— Рассказывал… — с трудом припомнил Алтайский. — Про оборону Порт-Артура говорил… Про расстрел царской семьи здесь, в Екатеринбурге… Про Солоневичей…[8]
— Ну, я понял, — сказал Макаров. — Я ведь тоже за это загремел в штрафники. Рассказал книгу Бориса Солоневича «За монастырской стеной», это о том, как два бывших комсомольца бежали с Соловков… Плохи наши дела — нельзя никому ничего говорить. Советую тебе запомнить: здесь не понимают, что человек может что-то сказать просто так, без цели. Неосторожное или случайное слово не только передадут кому надо, но еще и обязательно переврут. Не откровенничай, а еще лучше — молчи… Завтра переезжай ко мне в бригаду.

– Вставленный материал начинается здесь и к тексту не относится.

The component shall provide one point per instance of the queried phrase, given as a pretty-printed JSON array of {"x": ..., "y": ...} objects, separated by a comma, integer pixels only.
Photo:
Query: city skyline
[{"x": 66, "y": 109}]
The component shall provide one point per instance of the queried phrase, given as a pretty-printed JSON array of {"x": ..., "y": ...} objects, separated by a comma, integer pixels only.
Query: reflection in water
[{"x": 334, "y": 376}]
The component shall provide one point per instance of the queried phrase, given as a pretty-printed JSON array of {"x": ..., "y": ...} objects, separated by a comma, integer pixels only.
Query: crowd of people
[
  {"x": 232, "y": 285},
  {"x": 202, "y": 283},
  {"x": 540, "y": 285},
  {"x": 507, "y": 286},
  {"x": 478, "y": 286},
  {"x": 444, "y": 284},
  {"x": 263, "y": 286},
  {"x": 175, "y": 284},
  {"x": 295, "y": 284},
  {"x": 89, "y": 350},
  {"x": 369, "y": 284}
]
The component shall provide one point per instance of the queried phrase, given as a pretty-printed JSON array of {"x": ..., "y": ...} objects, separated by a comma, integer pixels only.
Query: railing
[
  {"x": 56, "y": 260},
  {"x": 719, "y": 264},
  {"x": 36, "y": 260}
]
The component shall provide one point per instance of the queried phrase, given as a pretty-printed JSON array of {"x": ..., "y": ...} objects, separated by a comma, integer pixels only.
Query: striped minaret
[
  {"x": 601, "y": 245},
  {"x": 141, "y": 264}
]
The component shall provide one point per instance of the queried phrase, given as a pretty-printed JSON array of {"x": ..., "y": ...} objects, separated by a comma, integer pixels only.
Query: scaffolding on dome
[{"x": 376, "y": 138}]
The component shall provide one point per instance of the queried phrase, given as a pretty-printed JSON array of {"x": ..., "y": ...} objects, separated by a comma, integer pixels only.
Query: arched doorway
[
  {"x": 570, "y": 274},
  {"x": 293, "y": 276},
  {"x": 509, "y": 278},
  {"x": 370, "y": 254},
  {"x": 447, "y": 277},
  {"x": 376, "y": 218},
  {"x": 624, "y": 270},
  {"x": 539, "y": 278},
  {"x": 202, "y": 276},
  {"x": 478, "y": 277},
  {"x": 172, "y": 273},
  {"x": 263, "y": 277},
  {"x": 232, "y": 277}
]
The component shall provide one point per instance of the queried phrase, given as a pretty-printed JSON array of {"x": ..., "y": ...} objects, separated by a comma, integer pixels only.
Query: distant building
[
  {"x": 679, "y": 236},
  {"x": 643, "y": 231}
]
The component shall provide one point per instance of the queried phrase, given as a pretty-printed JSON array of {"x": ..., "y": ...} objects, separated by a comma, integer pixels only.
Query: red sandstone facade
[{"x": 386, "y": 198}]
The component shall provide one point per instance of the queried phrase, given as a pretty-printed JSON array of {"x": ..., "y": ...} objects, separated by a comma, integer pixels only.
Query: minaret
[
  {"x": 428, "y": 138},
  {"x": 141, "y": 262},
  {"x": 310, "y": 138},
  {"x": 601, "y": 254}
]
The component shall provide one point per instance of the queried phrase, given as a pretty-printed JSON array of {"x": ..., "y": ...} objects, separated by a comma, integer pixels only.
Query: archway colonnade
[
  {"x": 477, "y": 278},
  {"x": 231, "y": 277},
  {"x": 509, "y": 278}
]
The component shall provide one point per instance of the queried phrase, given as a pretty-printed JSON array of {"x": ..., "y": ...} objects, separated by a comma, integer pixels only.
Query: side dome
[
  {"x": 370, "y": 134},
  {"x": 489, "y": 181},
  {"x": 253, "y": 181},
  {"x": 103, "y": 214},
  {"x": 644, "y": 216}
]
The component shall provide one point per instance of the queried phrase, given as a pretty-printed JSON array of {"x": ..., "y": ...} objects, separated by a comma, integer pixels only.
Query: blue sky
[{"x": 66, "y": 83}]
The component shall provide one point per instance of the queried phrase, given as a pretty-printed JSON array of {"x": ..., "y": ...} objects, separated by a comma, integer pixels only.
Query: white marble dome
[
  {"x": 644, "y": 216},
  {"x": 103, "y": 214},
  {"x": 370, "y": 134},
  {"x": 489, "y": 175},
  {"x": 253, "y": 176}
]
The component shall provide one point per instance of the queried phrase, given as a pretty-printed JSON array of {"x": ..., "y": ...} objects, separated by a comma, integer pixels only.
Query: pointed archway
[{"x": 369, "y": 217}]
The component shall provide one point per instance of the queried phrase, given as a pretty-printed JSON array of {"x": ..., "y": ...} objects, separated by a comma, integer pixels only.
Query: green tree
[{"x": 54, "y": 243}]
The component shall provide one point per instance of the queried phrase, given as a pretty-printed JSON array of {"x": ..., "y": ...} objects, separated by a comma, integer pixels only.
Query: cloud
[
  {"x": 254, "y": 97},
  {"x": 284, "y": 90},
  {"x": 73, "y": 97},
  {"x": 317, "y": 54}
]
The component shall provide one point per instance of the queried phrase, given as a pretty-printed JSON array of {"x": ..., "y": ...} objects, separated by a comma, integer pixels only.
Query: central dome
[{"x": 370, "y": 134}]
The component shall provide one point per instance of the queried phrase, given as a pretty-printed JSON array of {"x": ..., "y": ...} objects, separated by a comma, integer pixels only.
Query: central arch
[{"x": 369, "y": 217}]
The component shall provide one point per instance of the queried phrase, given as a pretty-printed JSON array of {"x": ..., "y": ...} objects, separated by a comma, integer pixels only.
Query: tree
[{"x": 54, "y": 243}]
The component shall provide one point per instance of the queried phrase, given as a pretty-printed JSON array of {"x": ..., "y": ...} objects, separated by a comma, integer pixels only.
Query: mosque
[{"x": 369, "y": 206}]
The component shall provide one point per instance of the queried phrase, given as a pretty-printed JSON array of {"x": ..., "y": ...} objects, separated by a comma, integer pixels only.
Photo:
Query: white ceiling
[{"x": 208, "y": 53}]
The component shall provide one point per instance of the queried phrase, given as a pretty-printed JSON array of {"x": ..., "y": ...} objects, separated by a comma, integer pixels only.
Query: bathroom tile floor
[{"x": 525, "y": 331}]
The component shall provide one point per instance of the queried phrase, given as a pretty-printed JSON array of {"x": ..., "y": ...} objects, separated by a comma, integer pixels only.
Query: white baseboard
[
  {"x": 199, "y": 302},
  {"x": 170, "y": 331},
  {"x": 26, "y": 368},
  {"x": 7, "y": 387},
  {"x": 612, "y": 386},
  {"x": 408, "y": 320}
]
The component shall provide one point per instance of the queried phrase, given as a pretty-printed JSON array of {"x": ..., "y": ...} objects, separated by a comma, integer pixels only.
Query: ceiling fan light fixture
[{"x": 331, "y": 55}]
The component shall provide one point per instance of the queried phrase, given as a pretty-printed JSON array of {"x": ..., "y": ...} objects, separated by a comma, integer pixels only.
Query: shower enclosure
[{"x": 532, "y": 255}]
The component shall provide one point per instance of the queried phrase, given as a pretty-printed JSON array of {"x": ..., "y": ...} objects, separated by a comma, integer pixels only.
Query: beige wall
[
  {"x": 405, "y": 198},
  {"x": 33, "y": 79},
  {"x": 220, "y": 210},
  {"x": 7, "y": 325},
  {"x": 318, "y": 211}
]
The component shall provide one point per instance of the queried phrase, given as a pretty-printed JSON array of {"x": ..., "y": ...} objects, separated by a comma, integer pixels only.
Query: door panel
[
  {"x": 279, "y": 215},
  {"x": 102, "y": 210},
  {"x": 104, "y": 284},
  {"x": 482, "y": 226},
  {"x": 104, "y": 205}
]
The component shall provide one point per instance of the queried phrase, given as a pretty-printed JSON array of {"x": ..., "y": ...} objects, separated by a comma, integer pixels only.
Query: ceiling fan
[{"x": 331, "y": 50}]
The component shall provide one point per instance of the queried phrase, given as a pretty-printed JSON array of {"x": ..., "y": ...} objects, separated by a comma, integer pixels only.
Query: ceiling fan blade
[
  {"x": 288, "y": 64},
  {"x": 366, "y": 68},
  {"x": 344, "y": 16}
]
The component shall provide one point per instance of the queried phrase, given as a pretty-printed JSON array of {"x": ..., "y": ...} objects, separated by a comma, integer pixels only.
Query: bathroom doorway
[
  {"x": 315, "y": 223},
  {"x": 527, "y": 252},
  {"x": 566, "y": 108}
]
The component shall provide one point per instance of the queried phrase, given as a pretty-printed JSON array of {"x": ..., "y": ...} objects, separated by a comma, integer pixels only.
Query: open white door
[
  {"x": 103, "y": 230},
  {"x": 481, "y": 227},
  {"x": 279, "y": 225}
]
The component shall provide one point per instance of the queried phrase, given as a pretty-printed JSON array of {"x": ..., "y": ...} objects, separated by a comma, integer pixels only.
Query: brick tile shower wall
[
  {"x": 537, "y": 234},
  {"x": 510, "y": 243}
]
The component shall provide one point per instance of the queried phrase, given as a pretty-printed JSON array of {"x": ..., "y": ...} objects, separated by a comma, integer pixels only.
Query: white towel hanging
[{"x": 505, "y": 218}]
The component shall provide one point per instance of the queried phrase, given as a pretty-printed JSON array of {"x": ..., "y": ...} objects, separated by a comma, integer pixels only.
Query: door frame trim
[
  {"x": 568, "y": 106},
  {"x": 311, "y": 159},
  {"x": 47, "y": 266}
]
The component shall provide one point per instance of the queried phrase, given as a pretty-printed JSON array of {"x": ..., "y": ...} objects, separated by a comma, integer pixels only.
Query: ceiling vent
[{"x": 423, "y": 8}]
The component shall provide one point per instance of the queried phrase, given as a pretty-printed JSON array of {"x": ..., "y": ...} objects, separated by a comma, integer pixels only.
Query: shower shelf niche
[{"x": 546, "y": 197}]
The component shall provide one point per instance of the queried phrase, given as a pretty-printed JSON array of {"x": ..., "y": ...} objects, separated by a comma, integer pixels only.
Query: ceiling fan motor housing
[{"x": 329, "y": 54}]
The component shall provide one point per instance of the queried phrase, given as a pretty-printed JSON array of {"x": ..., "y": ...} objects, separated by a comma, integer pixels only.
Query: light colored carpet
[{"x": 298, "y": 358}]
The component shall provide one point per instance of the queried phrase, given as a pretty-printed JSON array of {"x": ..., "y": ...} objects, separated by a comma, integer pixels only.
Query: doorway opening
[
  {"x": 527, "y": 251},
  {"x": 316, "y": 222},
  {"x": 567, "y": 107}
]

Алтайский доплелся до своего барака, когда все уже спали и только дневальный клевал носом, вырисовываясь на фоне красного прямоугольника раскрытой печи с раскаленными углями. Стараясь не шуметь, он дошел до нар, где лежал его раскатанный бушлат-подстилка. Между нарами пробежала большая крыса, и Алтайский, ложась, на всякий случай прощупал рукав бушлата, где хранился кусочек мыла, завернутый в тряпочку. Утром надо было не прозевать завтрак с бригадой Макарова, которую кормили раньше, чем бригады из цеха ширпотреба. Это была последняя мысль перед спасительным сном…

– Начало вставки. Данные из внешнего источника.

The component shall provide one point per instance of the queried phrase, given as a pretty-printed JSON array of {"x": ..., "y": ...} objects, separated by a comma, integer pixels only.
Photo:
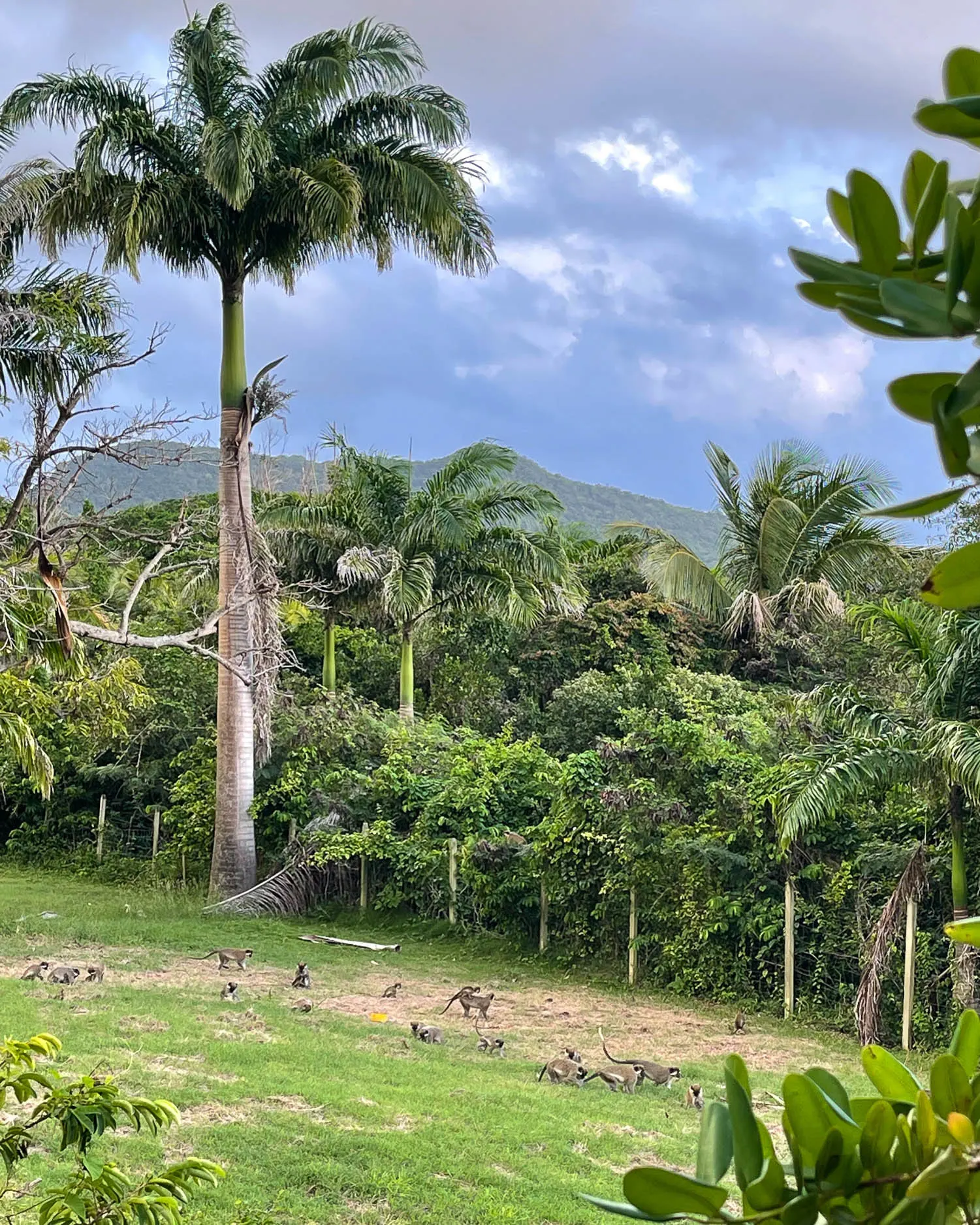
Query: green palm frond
[{"x": 20, "y": 742}]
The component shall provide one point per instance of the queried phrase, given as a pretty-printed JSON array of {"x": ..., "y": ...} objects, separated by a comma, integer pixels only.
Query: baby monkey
[
  {"x": 563, "y": 1071},
  {"x": 64, "y": 974},
  {"x": 620, "y": 1077},
  {"x": 489, "y": 1045}
]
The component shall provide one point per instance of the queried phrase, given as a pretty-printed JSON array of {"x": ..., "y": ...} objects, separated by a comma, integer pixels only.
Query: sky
[{"x": 647, "y": 167}]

Утро выдалось сырым, холодным. Плохо спасала накинутая сверху дырявая телогрейка — нельзя было закрыть ею все, что мерзло, особенно ступни ног, обмотанные обрывками разномастных портянок. Алтайский вскочил, быстро направился к выходу, но заметил на полу что-то знакомое. «Утащила-таки, проклятая», — подумал он, наверное, вслух, так как сразу замолк чей-то храп. Юрий наклонился и подобрал с полу развернутую тряпку, в которой остался совсем маленький кусочек мыла со следами крысиных зубов: «Вот тебе и постирал наволочку думки!» А думка была единственной вещью из дома, которую он еще не продал, не променял, не проел…
Алтайский сунул огрызок мыла в карман, выскочил на улицу и поспешил в столовку, где бригада Макарова уже усаживалась за столы. Капустное варево, как всегда, было постным — без следов жира, но горячим. Вместе с хлебом — черным, сыроватым — оно все-таки дало почувствовать животу приятную теплоту.

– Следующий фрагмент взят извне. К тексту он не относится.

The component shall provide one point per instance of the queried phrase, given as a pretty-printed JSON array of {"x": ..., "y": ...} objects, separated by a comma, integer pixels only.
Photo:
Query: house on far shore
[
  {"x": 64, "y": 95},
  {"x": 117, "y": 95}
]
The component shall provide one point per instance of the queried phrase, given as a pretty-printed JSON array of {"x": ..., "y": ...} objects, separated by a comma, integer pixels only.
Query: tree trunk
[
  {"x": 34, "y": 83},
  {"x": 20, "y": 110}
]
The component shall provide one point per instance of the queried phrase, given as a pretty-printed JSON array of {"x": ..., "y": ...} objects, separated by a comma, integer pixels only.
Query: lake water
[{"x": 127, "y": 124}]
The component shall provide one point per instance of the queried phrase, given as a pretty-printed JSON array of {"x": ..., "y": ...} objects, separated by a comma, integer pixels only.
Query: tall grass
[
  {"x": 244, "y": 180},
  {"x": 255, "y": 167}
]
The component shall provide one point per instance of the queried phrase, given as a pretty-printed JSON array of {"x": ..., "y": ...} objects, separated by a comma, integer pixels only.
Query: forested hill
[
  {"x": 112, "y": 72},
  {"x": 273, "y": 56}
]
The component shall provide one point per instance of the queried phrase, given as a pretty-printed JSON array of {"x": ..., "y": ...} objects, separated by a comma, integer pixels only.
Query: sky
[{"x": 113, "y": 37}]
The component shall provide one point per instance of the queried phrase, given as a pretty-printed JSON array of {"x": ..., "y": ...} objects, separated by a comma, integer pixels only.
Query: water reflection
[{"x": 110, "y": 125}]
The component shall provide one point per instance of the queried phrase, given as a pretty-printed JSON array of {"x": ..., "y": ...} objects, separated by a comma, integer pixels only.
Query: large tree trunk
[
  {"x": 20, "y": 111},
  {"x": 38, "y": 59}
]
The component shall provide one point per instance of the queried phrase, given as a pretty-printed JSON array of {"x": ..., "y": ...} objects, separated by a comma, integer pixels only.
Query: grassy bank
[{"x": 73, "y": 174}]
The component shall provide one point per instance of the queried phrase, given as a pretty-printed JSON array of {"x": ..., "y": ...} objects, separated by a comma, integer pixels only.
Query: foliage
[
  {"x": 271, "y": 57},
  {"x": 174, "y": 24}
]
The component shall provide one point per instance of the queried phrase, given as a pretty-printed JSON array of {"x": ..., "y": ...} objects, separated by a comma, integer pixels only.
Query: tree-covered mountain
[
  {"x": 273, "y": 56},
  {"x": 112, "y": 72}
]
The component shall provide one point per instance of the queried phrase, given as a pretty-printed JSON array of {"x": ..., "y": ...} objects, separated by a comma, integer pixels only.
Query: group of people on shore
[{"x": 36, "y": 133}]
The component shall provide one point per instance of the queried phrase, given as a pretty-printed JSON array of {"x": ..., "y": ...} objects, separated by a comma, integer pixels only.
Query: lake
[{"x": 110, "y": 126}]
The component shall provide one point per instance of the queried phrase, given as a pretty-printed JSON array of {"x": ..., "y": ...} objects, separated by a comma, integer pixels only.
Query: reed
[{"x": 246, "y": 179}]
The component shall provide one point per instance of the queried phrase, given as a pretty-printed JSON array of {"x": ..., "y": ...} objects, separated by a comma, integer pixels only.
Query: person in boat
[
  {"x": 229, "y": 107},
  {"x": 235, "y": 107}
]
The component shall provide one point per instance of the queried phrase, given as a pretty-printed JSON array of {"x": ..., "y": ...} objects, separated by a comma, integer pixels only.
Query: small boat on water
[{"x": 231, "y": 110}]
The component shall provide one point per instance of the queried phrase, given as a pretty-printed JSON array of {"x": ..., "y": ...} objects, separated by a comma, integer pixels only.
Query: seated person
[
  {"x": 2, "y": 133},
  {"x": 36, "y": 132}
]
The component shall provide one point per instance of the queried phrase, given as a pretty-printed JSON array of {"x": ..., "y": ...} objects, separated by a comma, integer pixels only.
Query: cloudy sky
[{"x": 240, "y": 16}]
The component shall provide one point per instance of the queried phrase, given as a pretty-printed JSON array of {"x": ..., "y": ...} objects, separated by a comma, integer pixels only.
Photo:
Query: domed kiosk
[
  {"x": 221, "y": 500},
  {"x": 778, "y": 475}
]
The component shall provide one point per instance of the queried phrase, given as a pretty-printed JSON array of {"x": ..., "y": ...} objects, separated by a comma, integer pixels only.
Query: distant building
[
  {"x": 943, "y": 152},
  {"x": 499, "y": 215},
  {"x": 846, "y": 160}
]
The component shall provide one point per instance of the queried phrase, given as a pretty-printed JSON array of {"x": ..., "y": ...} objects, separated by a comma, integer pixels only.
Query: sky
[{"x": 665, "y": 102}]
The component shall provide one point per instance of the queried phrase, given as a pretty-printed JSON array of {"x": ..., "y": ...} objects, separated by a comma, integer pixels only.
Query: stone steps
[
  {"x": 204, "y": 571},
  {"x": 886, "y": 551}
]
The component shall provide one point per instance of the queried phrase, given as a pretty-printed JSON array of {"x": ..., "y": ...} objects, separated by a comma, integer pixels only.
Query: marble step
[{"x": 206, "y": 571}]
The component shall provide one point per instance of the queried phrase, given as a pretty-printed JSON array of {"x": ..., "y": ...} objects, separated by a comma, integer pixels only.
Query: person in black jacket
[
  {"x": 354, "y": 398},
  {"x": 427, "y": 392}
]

Перед большими воротами, внутри зоны, скоро стал собираться народ на развод по местам работы. Шли сделки: кто менял украденный у лошадей жмых на хлеб, кто — хлеб на табак, на овсяный кофе, который хорошо было есть ложкой, размешав с пайкой сахара. Дымились закрутки и козьи ножки, дым щекотал ноздри, но было ясно, что никто не даст даром даже «бычок» на одну затяжку.
Бригада строила бревенчатый дом для охраны. Шкурить и обтесывать нетолстые бревна было нехитрой наукой. Алтайский освоил ее за два-три дня, а на четвертый, напрягаясь из последних сил, дал норму. Однако когда пришла очередь получить за это дополнительный паек в виде порции каши, Макаров сказал:
— Пойми сам, разве я могу дать доппаек тебе, подсобнику? Мне надо кормить плотников, ведь больше лимита бригада все равно не получит.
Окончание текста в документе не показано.